On Thursday 10 March 2022 HEPI and Advance HE are jointly hosting a webinar on equality and diversity. To register your place, please click here.
Today is the 100th anniversary of the foundation of the National Union of Students. Read HEPI’s history of the NUS here.
We need to be very careful about ensuring levelling up spending in new locations outside the South East delivers at least as good a return on investment that has come from what has been spent on R & D in the past in the South.
This will be very difficult because the data we have on how effective past investment has been is not well identified and collated. How have we measured past success?
We need to be more commercial and business like in how we approach this issue.

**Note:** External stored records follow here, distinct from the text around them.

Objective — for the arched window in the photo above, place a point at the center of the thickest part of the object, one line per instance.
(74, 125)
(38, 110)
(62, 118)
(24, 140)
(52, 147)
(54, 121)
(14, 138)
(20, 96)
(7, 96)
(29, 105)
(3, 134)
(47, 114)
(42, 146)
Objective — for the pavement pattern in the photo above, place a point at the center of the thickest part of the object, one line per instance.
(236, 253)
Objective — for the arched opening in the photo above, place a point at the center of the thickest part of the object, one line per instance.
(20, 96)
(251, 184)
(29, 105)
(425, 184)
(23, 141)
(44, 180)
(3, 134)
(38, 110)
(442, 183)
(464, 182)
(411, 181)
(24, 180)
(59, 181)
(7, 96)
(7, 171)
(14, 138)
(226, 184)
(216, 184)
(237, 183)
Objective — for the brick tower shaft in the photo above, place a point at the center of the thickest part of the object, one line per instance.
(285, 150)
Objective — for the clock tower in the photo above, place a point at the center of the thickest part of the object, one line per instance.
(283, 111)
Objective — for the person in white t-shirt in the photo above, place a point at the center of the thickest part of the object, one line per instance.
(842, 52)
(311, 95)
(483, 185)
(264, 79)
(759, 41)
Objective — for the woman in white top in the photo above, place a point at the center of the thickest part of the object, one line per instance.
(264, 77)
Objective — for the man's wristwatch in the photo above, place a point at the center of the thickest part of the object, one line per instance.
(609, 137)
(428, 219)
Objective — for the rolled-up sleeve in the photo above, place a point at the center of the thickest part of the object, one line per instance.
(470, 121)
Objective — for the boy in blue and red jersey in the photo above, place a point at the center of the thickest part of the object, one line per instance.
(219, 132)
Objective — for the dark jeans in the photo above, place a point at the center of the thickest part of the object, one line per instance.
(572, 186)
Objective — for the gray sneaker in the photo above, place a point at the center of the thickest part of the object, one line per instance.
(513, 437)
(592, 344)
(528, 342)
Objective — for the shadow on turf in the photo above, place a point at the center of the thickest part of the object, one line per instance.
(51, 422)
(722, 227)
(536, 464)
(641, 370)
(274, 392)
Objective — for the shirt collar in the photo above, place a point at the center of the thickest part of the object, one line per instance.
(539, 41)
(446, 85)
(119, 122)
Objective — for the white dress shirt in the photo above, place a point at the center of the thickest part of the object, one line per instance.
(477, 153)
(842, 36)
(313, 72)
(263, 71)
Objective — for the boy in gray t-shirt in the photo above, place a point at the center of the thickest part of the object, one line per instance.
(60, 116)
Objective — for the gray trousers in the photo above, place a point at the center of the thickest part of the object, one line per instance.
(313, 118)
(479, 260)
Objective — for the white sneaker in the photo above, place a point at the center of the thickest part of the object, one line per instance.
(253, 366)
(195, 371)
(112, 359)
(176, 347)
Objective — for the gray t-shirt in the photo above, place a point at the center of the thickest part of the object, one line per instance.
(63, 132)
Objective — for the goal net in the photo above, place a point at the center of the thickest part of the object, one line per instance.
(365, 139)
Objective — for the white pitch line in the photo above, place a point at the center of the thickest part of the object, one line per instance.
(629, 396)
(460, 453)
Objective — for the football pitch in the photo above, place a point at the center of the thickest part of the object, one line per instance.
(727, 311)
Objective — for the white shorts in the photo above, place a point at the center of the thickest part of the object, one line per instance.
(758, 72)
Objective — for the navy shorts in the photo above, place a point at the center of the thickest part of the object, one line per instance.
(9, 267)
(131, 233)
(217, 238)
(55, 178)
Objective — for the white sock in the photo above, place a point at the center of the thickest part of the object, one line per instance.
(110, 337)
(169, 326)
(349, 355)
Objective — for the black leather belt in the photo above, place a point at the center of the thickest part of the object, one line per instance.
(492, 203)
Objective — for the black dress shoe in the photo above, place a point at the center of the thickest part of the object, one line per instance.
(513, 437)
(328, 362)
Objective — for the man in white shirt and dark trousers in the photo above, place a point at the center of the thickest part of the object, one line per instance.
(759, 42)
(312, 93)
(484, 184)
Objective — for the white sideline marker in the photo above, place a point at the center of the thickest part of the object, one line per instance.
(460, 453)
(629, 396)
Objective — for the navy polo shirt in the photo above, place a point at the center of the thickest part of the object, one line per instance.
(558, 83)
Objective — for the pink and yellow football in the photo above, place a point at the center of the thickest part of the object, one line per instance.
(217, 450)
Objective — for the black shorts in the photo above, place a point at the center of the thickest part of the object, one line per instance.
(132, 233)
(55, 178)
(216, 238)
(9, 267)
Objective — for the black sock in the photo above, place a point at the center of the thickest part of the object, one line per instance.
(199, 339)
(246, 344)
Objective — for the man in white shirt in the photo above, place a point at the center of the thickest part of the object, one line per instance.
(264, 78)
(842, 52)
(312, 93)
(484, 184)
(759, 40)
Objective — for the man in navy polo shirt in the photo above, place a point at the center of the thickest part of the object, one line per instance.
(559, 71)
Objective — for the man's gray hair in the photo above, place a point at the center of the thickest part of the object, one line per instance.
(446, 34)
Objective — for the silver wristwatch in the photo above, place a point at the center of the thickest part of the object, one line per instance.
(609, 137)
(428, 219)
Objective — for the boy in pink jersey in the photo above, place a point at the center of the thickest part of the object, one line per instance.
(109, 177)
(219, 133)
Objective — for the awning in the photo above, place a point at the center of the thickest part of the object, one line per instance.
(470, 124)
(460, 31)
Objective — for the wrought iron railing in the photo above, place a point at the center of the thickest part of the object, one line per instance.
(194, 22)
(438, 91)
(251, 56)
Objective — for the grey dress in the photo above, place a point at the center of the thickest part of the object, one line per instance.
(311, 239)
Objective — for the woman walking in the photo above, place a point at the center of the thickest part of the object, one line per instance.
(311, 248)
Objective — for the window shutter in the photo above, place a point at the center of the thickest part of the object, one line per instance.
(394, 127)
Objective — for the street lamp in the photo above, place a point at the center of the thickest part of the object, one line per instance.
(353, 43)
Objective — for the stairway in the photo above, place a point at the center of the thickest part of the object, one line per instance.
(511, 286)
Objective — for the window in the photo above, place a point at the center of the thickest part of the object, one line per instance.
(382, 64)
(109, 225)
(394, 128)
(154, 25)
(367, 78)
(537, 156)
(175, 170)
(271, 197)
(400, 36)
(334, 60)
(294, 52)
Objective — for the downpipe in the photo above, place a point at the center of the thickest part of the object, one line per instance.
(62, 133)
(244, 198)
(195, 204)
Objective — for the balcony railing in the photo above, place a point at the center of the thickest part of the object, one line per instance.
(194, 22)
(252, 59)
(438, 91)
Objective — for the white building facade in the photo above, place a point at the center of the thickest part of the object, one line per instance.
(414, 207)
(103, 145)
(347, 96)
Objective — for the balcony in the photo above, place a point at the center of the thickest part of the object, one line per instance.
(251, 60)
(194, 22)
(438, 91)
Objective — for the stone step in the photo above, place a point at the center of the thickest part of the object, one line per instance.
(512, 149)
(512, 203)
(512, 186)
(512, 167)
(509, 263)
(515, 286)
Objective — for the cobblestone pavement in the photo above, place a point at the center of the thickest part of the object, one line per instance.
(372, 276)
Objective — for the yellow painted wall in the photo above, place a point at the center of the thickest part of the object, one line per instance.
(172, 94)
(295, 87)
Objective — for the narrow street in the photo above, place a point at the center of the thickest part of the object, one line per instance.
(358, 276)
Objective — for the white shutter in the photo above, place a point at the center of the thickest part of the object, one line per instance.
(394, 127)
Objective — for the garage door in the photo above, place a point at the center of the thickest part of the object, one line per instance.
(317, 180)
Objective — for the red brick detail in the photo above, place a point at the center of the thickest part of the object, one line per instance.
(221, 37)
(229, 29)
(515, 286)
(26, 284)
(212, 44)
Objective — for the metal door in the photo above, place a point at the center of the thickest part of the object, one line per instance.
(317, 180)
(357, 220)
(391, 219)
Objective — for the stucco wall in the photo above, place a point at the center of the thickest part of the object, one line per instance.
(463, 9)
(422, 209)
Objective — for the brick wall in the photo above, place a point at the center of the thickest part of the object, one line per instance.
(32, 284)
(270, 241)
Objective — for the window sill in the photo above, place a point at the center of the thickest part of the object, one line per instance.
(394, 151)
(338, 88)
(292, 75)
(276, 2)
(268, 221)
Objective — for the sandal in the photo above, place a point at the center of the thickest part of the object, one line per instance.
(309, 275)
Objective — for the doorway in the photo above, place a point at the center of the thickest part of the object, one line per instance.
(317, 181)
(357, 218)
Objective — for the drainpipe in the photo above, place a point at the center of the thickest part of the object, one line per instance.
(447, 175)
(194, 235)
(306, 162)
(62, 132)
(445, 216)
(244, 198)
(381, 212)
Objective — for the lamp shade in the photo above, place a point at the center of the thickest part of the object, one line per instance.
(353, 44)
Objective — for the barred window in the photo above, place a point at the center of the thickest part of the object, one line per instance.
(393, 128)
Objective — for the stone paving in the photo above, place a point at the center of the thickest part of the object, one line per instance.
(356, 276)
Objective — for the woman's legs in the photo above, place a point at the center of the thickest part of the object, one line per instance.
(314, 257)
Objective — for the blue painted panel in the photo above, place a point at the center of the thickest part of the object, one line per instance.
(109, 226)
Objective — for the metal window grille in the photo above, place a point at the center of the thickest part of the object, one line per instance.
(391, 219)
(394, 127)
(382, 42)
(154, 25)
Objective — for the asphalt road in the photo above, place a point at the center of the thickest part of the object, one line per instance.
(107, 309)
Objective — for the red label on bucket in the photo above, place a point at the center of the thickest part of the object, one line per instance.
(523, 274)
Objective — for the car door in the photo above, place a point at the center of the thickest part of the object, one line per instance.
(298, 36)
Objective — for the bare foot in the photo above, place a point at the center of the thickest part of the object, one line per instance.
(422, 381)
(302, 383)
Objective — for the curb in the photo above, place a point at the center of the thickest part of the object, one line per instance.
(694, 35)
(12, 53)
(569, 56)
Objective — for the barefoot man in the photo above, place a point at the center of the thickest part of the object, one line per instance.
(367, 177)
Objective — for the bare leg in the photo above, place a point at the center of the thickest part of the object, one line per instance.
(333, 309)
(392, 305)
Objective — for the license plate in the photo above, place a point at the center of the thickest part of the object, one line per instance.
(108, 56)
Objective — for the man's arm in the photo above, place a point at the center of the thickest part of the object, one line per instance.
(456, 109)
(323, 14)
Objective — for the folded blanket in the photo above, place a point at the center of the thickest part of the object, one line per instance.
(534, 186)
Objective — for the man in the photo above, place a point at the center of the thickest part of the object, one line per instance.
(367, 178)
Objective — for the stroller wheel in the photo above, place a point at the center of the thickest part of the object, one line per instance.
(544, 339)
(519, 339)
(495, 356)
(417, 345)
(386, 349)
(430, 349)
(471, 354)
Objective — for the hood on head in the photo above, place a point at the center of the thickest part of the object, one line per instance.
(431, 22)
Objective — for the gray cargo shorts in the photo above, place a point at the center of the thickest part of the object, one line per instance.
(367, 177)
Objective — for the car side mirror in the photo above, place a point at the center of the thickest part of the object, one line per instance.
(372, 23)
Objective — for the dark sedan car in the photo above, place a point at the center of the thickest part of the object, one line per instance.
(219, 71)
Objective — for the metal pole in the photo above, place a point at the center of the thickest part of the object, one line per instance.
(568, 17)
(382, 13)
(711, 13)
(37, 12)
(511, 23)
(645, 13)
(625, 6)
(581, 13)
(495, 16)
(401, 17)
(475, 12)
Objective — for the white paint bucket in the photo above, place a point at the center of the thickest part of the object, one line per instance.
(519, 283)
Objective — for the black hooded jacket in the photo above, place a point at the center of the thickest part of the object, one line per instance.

Personallly, I think it is madness to measure the number of citations in academic journals following publication of research results as a sign of “excellence”.
What I would like to see is the wealth created from the research, the number of jobs that have been filled, the weight and value of what has been produced, the £ value of the legacy created.
If we look at the Covid issue by way of example – the lives saved from developing the right vaccines to reduce the negative effects of the disease were immense. What was the R & D investment that resulted in the breakthroughs via Oxford, Cambridge and London Universities that made this possible?
Was it the people, the individuals involved and is what we need to do now simply to move them to Sunderland and Liverpool?
Albert, many thanks for your comments on my blog. I agree with your point about ROI. The metrics proposed to measure progress in delivering Mission 2 in the white paper seem to be more input than output focussed. This is something the Government will need to address. I hear from my contacts there is much more policy detail to come as we lead up to the next Budget.
Albert, many thanks for your comments on my blog. I agree with your point about ROI. The metrics proposed to measure progress in delivering Mission 2 in the white paper seem to be more input than output focused. This is something the Government will need to address. I hear from my contacts there is much more policy detail to come as we lead up to the next Budget.